Esta historia empezó en un mundo analógico, sin internet ni celulares, y eso implica anécdotas muy cómicas que hoy parecen inverosímiles. A falta de YouTube, el ejército de consultorxs de videojuegos de Nintendo que se arrancaban los pelos atendiendo una línea telefónica que no paraba de sonar para ayudar a lxs gamers de EE.UU. a avanzar con trucos y consejos. O cómo la maña de un grupo de estudiantes y sus “kits de mejoramiento” hackeando placas gigantes de arcades, para hacerlos más desafiantes y recaudar más fichas, fueron las actualizaciones de la época. De repente Atari corría detrás de ellos con acciones legales. Porque esta también es una historia entre jóvenes informáticxs mano a mano contra las grandes empresas, logrando muchas veces que las demandas que les caían se convirtieran en contratos de CEOs babeando ante la transgresión de esas mentes brillantes.
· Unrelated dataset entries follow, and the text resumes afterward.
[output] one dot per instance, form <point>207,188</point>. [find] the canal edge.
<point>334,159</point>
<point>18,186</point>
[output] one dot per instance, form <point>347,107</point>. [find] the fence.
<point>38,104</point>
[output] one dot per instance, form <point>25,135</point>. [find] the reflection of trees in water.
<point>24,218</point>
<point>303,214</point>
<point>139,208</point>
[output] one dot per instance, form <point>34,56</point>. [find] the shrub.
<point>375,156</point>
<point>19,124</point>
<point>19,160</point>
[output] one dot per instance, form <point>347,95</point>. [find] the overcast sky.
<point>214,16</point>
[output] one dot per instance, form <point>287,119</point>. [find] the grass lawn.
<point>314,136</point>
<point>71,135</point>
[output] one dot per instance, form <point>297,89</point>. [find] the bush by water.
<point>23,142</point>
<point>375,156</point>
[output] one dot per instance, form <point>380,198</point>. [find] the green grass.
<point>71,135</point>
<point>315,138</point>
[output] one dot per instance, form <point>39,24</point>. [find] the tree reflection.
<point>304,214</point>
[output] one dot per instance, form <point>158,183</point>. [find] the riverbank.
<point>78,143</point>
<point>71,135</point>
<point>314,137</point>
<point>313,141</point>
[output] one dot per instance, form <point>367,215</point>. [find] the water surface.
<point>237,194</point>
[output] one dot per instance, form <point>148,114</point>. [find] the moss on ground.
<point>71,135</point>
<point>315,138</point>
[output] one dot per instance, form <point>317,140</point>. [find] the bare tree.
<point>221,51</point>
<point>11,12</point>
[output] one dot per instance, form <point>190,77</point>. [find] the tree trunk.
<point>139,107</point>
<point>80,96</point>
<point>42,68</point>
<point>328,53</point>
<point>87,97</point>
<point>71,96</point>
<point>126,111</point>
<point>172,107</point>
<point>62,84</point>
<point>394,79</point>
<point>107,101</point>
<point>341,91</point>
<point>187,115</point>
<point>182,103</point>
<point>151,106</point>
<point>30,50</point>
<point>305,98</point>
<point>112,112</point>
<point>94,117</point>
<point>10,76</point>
El relato oficial, ese que todxs más o menos conocen, está cubierto pero además es abordado desde los laterales con datos y anécdotas jugosas y entrevistados anónimos desde una mirada a favor de la diversidad. Un gran acierto de la miniserie que enriquece y le da valor histórico, no solo desde lo tecnológico sino que también desde lo humano y social, a un material de por sí muy atractivo. Se reconoce el papel fundamental de las mujeres desde el primer momento, con los testimonios de Roberta Williams, la madre de la aventura gráfica, y de Gail Tilden, del área de marketing de Nintendo of America, responsable de la exitosa campaña que introdujo la marca en aquel país. Hay lugar para casos como el de Gayblade, el primer juego de rol LGBT, programado por Ryan Best en épocas difíciles de HIV como catarsis y protesta contra la derecha que culpaba a la comunidad. O el de Gordon Bellamy, que después de jugar por años logró entrar a trabajar en EA e incorporar diseños de jugadores de futbol americano negros en el Madden 95, para sentirse representado y hacerle justicia a la liga real. O el rescate del olvido de Jerry Lawson, programador afroamericano -el único en Silicon Valley- que inventó la pionera Fairchild Channel F, el primer sistema de cartuchos intercambiables. La Atari 2600 llegaría un año después, en 1977.
La responsable de esta miniserie, France Costrel –chequear su otro trabajo en Netflix, la interesante Dark Net– ya venía de producir una breve serie de documentales sobre videojuegos pero en High Score termina de sellar su evidente amor, respeto y compromiso con la cultura gamer. Del otro lado de la pantalla, la respuesta quizás sea generacional. Para algunxs, High Score parecerá una curiosidad de carácter arqueológico, para otrxs se tratará simplemente de la propia educación sentimental: hábitos y personajes que acompañaron e hicieron felices a las infancias y adolescencias de las últimas décadas del Siglo XX.